The Gaboon viper, sometimes known as the Gabon viper, is a forest species. Its pattern of purple and brown diamonds and zigzags provides excellent camouflage among the deep leaf litter of the African rainforest. It is found chiefly in the Congo Basin, but also lives in the forests that grow along the southern coast of West Africa.
This viper hunts at night. It is the heaviest snake in Africa and Europe and so never climbs into trees. Instead, it lies motionless in an ambush for small mammals, lizards and the occasional bird to come within reach. Victims receive a huge dose of venom through the viper's mighty fangs. The venom is weaker than many African vipers, but the size of the dose means that it is likely to be deadly if no medical treatment is received. To service such large fangs, the snake needs to have equally large venom glands. These are located inside the head behind the eyes. This arrangement produces the arrow-shaped heads of vipers and is the reason for the broad triangular-shaped head of the Gaboon viper.
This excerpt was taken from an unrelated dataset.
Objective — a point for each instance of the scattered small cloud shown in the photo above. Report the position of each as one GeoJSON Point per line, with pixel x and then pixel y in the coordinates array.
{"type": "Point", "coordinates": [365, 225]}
The Gaboon viper is the largest of all viper species. Some other species may grow longer but none achieves the size of the Gaboon viper. The snake has an extremely broad, arrow-shaped head, which contains large venom glands. The viper's fangs are the longest of any snake at 4cm (1.5 in) long.
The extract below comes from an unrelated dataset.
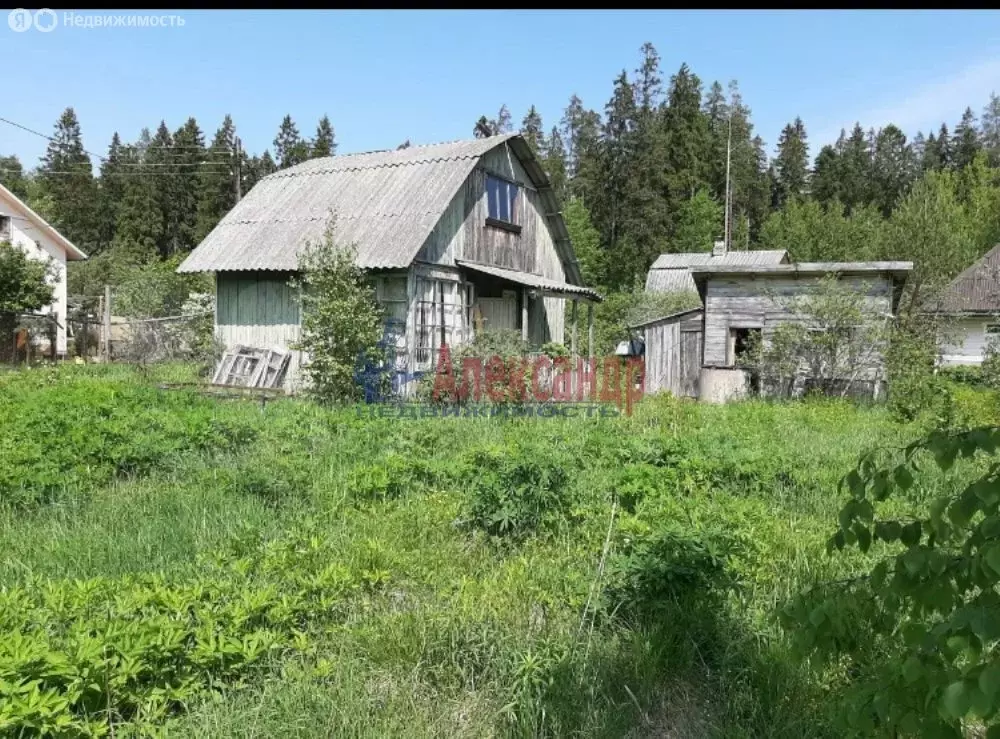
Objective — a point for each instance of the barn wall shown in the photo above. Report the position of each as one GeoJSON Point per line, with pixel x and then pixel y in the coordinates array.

Gaboon vipers mate during the rainy season - for this reason, captive breeders are able to stimulate their pets into action by spraying them with water. The young develop inside their mother for seven months. Up to 60 baby vipers are born in a single litter, although a third of that is normal. The newborn babies are 30 cm (12 in) long.
Distribution: Central and West Africa.
Food: Rodents, birds and frogs.
Size: 1.20 m (4 ft).
Maturity: 3 - 4 years.
Breeding: About 20 young born every 2 - 3 years.
Life span: Unknown.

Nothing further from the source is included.